Three months later, Myanmarese officials have delivered on their promise and have put high-profitable criminal operations on alert after a long string of arrests.

Six suspects were detained in June, seven last month, then two, then 24, and now 269 in the largest crackdown to date.

Eleven call centers were raided in the last operation. Officials say the call centers were involved in online scams of at least $16.5 million, but the number is well on the conservative side.

One-hundred-eighty-six Chinese nationals detained in the raids were loaded on buses and immediately sent to China to face charges for their crimes.

Also known as "boiler rooms" or "pig-butchering farms," these are call centers typically run by Chinese criminal gangs in countries across Southeast Asia.

They are staffed with trafficked workers who are forced to conduct online scams under the threat of violence against them or their families.

Workers in these call centers typically operate following a romance scam technique, approaching victims on social media or dating sites, building rapport, and then urging the victim to make a financial transfer or investment in a fraudulent business or cryptocurrency account.

The phenomenon has been going on for more than a decade, but the number of "boiler rooms" has exploded in Southeast Asian countries during the COVID-19 pandemic when many workers became desperate for a job to sustain their families after legitimate businesses closed their doors.

People from tens of countries have been lured to Southeast Asia on the promise of a legitimate job or a romantic date, only to be kidnapped and forced to work in one of these call centers.

Reported movements of victims to Southeast Asia’s scam centres [Image: UN]

A UN report published last week estimates that roughly 220,000 people across Cambodia and Myanmar are being forced to work in call centers as part of online scam operations.

Similar call centers also operate in Laos, Thailand, and the Philippines, but exact numbers aren't available for those operations.

The UN estimates Southeast Asian scam centers are generating revenue in the realm of billions of US dollars each year, most of which is fueling Chinese criminal cartels.

Location of referenced scam centers [Image: UN]

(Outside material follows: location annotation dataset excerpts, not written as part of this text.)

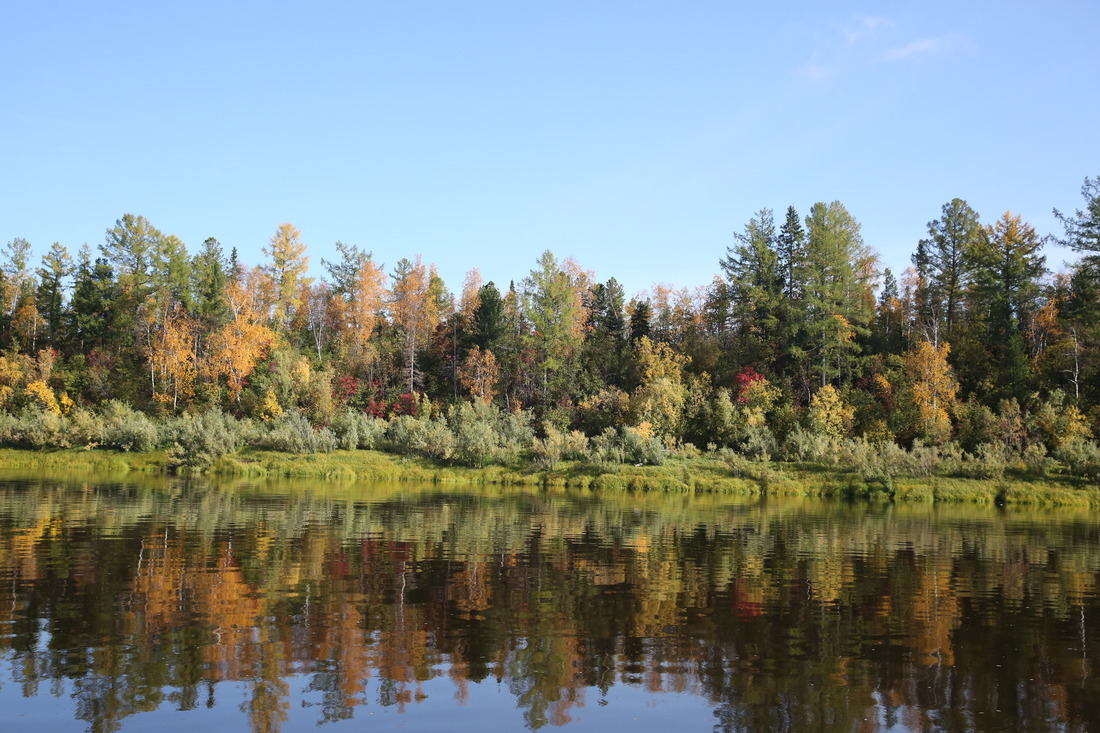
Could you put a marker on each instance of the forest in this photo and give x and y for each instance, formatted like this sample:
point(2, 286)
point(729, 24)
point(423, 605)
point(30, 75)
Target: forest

Many call centers target Western countries like Australia, the US, and the EU, but many also operate locally, targeting the workers' native countries.

With a large portion of call center workers being Chinese nationals, China has been one of the most impacted countries by the "boiler room" and "pig butchering" epidemic.

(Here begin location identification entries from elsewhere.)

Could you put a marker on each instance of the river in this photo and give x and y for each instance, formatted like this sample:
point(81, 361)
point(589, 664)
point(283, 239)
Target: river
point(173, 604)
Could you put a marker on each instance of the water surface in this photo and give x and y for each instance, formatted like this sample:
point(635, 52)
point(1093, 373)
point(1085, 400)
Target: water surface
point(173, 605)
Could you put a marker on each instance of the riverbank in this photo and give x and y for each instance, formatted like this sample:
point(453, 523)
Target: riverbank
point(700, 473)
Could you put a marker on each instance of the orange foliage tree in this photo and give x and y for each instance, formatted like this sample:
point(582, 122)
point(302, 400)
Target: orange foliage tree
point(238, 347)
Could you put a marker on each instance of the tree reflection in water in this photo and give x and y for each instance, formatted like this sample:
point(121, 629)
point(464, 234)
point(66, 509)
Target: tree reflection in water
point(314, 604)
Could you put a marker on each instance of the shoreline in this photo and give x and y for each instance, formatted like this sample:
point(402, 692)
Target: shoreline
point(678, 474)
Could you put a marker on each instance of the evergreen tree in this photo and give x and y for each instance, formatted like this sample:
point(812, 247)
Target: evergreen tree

Online fraud campaigns, smishing, and social media social-engineering have been some of the most common reports published by the Chinese cybersecurity industry over the past year.

A Chinese film named "No More Bets" was this summer's highest-grossing movie on China's internal market. The film follows the adventures and inhumane treatment a Chinese programmer goes through after being lured to work for one of these call centers—showing how prevalent these scams and recruitment schemes have become across China.

Even if similar centers operate across all of Southeast Asia, Myanmar has become the poster child for the runaway scam call center problem. Experts believe the country's 2021 military coup created the perfect conditions for criminal syndicates to thrive, with some local authorities turning a blind eye to the problem for the right price.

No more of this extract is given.